Comparison of obtained molecular species and selected reactions in aHRD, GaHRD, and SaHRD simulations at T = 10 K (gray background) and experimentally obtained products on the upper right. The simulations were started from varying mixtures of acetaldehyde, ammonia, and radical counterparts shown in green. Obtained peptide precursors matching experimental observations67 are depicted in dark blue.

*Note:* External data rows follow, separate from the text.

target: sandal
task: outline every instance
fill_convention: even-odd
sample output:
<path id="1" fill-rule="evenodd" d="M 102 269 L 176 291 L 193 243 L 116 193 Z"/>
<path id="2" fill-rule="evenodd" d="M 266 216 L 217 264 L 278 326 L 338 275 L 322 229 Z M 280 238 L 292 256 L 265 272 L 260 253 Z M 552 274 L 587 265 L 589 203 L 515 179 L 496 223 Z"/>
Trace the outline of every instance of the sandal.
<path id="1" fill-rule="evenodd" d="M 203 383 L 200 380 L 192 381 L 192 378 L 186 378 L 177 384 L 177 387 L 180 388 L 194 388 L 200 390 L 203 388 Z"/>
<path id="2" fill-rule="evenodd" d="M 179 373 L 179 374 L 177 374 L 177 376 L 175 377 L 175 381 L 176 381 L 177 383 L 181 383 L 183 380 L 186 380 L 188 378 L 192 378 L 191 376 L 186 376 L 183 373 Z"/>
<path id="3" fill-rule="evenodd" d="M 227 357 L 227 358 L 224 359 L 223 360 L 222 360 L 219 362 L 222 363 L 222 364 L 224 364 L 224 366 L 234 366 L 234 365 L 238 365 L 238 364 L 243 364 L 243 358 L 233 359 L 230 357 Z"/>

Given our preliminary investigations on the behavior of HRD at low equilibrium temperatures, we have conducted a study using different setups for the interstellar formation of glycinal, acetamide, and amides starting from acetaldehyde (42), ammonia (5), as well as including corresponding radical species (43, 44, 45). For this purpose, aHRD, GaHRD, and SaHRD simulations were performed at an equilibrium temperature of 10 K using different acceleration parameters. While for aHRD, α was determined through unbiased test simulations, for GaHRD and SaHRD we have decided to compare σ0 values ranging between 10 kBT, which represents the recommended upper threshold for correct reweighting, and 100 kBT. All further details on simulation parameters are given in the Supporting Information.
All tested setups support the experimental data with glycinal (46), acetamide (47), as well as radical counterparts (53, 56) being formed. New reaction paths potentially leading to glycinal and acetamide could be identified in all simulations regardless of the applied reactivity enhancement procedure. However, as already observed in the parameter screening using the homogeneous HCN setup, determining the right acceleration strength for aHRD is challenging and it highly relies on chemical intuition.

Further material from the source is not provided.